Adam Devine on the Death of the Comedy

Have you wondered what happened to comedy films in recent years? They don’t seem to be made all that often – at least not ones that are released theatrically – and the ones that are made don’t tend to be very good. On a recent episode of Theo Von’s podcast This Past Weekend, actor Adam Devine, star of the Pitch Perfect movies, Mike and Dave Need Wedding Dates, and the HBO show The Righteous Gemstones (which is excellent and well worth your time), explained why comedies aren’t as common as they used to be and why the ones that are released tend not to be very good:

The woke stuff is the one most people could probably guess. Very little is allowed to exist without a “timely” message shoved into it, and that’s a comedy killer. Devine says that this is often at the behest of studio executives who want everything to have a modern socio-political connotation, which makes you wonder how many recent duds were perfectly fine movies until some activist in a suit demanded they have a message attached to them. One that comes to mind is Last Christmas, an awful movie I sat through because it took place in London at Christmastime and starred Emilia Clarke, so it scored a hat trick I had to reward. In the last third or so, Last Christmas stops being a soppy romantic comedy and becomes a lecture on Brexit and how everyone who agrees with it is a racist; it comes out of nowhere, and it saps away whatever fun the movie had (which, admittedly, wasn’t much). Whatever your feelings on Brexit, do you really want what’s supposed to be a light, fun Christmas movie to discuss it at length instead of decking your halls with boughs of holly? And hearing this from Devine, I wonder if that was always the plan or if someone with too much power insisted on it.

Devine also talks about how studios don’t want to greenlight smaller films, which comedies tend to be, because everything has to be a $200 million spectacle. This complements something Matt Damon said on an episode of Hot Ones about why smaller films rarely get made now:

This is also, Devine argues, why most comedies aren’t very good: so few are made that the ratio is not tilted in favor of quality, especially if the ones that do have woke forced on them. The connection makes sense; there was a time – one recalled by Von – when the raunchy comedy was making a comeback. It was the Apatow era, where The 40-Year-Old Virgin hit, and it spawned similar-themed comedies from Apatow himself and like-minded filmmakers. Around the same time, you had guys like Adam McKay and Todd Phillips making the likes of Anchorman, Old School, and The Hangover. What happened to those guys? McKay is making politically-minded stuff like Don’t Look Now (a global warming allegory so obvious the trailers felt like Greta Thunberg saying, “How dare you!?” in a Leonardo DiCaprio mask), while Todd Phillips has sworn off comedies because he can’t make a funny one without offending the perpetually offended – like, it’s safe to assume, studio executives. (We did get Joker out of the deal, though.)
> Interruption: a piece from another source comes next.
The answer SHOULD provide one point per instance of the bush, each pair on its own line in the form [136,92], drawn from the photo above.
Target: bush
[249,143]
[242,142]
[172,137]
Damon’s point about a lack of home video sales recalls Austin Powers: International Man of Mystery; that movie was a modest success at the box office, but it exploded on home video, and the result was two sequels that made 4.6 and 4.4 times what the original did, respectively, and turned the James Bond spoofs into box office juggernauts rivaling the biggest summer blockbusters. (Damon’s own spy series shook out in a similar way; The Bourne Identity made good money in theaters but was a massive hit on video, dethroning Harry Potter and the Sorcerer’s Stone as the most-rented movie of all time in its first week on Blockbuster shelves – ha-ha, Blabs – showing the studio how much it could make from the series once it was gone from theaters.) But those days are over; the Austin Powers movies were fun, loving send-ups of classic films, comedies anyone could enjoy, and that kind of movie, as Devine explains, isn’t usually allowed nowadays. As a result, comedies aren’t the good bets they once were, which is why studios won’t greenlight them, but the irony is that the studios and their interference are part of the problem.

Devine’s final reason is maybe the most upsetting, though. He argues that people don’t want to go to the movies anymore unless it’s something spectacular. I don’t know if that’s entirely true; I think people are more concerned with getting burned by something bad when they’re paying so much for a ticket and so little is worth seeing. That’s why the most successful movies of late are Barbie, which advertised itself as fun girls’ movie covered in pink, and Oppenheimer, a historical drama directed by a trusted filmmaker with a cast of great actors. Comedies, unfortunately, are no longer trusted outside of a Barbie. That’s why a really good movie like No Hard Feelings tanked; would you trust Jennifer Lawrence to make you laugh without wagging her finger at you? Unfortunately for that film, you probably wouldn’t. As a result, here we are, stuck with very few good comedies and, for the most part, whatever awful-looking dreck Adam Sandler (himself once a comedy sure thing at the box office) is producing for Netflix this week.